The aim of our study was to compare patients with advanced HF--nonischemic versus ischemic etiology--in terms of baseline characteristics, treatment, and in-hospital and long-term prognosis (including death, heart transplantation and hospital readmission).

METHODS

We performed a retrospective study including 286 consecutive patients with systolic HF admitted to an HF unit between January 2003 and June 2006. We compared two groups according to HF etiology: Group A--ischemic cardiomyopathy (n = 109); Group B--non-ischemic cardiomyopathy (n = 177).

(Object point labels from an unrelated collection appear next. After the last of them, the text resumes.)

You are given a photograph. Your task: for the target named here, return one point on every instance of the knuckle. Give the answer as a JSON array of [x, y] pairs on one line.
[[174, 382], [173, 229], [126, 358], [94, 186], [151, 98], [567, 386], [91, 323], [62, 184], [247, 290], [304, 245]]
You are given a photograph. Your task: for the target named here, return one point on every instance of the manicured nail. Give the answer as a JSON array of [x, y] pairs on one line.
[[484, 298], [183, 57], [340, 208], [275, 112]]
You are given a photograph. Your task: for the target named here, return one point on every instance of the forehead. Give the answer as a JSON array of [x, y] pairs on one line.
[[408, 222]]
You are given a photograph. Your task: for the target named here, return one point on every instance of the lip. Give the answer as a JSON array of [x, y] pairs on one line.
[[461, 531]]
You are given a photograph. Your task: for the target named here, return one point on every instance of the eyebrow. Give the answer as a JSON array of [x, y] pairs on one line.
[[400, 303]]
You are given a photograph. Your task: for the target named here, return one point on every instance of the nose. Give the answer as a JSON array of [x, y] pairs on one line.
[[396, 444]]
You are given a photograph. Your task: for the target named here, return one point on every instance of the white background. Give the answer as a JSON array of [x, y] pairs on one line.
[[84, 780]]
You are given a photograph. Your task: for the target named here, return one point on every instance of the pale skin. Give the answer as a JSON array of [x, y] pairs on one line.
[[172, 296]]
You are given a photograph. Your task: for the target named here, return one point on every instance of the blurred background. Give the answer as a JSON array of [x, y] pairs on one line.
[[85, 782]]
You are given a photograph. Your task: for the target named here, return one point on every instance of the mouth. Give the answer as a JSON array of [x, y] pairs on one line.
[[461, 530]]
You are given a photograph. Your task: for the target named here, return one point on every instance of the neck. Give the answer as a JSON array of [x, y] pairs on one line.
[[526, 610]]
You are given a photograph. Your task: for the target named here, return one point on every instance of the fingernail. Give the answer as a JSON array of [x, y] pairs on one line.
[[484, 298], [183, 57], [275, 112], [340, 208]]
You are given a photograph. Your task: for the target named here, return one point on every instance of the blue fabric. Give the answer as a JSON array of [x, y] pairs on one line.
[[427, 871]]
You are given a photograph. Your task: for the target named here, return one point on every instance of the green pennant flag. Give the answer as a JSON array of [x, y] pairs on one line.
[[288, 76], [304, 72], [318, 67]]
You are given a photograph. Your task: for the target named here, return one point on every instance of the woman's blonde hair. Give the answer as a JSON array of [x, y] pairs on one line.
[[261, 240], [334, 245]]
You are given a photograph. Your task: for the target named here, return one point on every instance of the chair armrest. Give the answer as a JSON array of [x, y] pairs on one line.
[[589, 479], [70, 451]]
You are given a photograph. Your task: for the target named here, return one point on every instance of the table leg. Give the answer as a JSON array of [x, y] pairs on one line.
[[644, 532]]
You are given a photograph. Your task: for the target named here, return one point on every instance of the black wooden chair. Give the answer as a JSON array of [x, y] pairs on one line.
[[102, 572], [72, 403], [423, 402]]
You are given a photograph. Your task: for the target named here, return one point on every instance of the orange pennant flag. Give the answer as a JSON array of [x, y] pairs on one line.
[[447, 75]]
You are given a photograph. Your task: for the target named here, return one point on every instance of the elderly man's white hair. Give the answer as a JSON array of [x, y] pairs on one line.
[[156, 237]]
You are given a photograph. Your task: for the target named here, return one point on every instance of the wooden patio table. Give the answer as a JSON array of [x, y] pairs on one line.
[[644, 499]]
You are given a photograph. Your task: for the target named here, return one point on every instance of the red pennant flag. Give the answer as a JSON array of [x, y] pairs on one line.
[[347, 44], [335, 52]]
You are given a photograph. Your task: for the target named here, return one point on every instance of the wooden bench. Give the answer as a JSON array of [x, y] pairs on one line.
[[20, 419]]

Mean follow-up was 41 months.

RESULTS

Group A were older (62.2 +/- 10.4 vs. 55.9 +/- 15.2 years, p < 0.001), with a higher proportion of males (80.7 vs. 67.8%, p = 0.017), diabetes, anemia, dyslipidemia and smokers; they required more prolonged treatment with inotropic drugs and more frequent treatment with statins, antiplatelet agents and nitrates. On admission, Group B patients presented with lower serum sodium and higher aminotransferase levels. There were no differences in the occurrence of cardiogenic shock or dysrhythmias, baseline ECG rhythm, frequency of left bundle branch block, renal function, BNP, left ventricular ejection fraction, heart rate or implantation of intracardiac devices. Group A had higher in-hospital mortality (11.0 vs. 4.0%, p = 0.020). Multivariate analysis showed that the only predictor of in-hospital mortality was serum sodium < 133 mmol/l and also showed that HF etiology was not a predictor of this endpoint; previous medication with angiotensin-converting enzyme inhibitors was a protective factor. On Kaplan-Meier analysis, it was observed that, in the long-term, there were no significant differences in either survival rates (70.0 vs. 76.8%, p = 0.258), or the combined endpoints of survival free of death or heart transplantation (55.7 vs. 54.5%, p = 0.899) and survival free of death, heart transplantation or hospital readmission (38.0 vs. 32.8%, p = 0.386).

CONCLUSIONS

Although in-hospital mortality was higher in ischemic cardiomyopathy, this variable was not an independent predictor of mortality and the difference appears to fade in the long-term, in contrast to what had been reported in older studies, but in agreement with more recent data.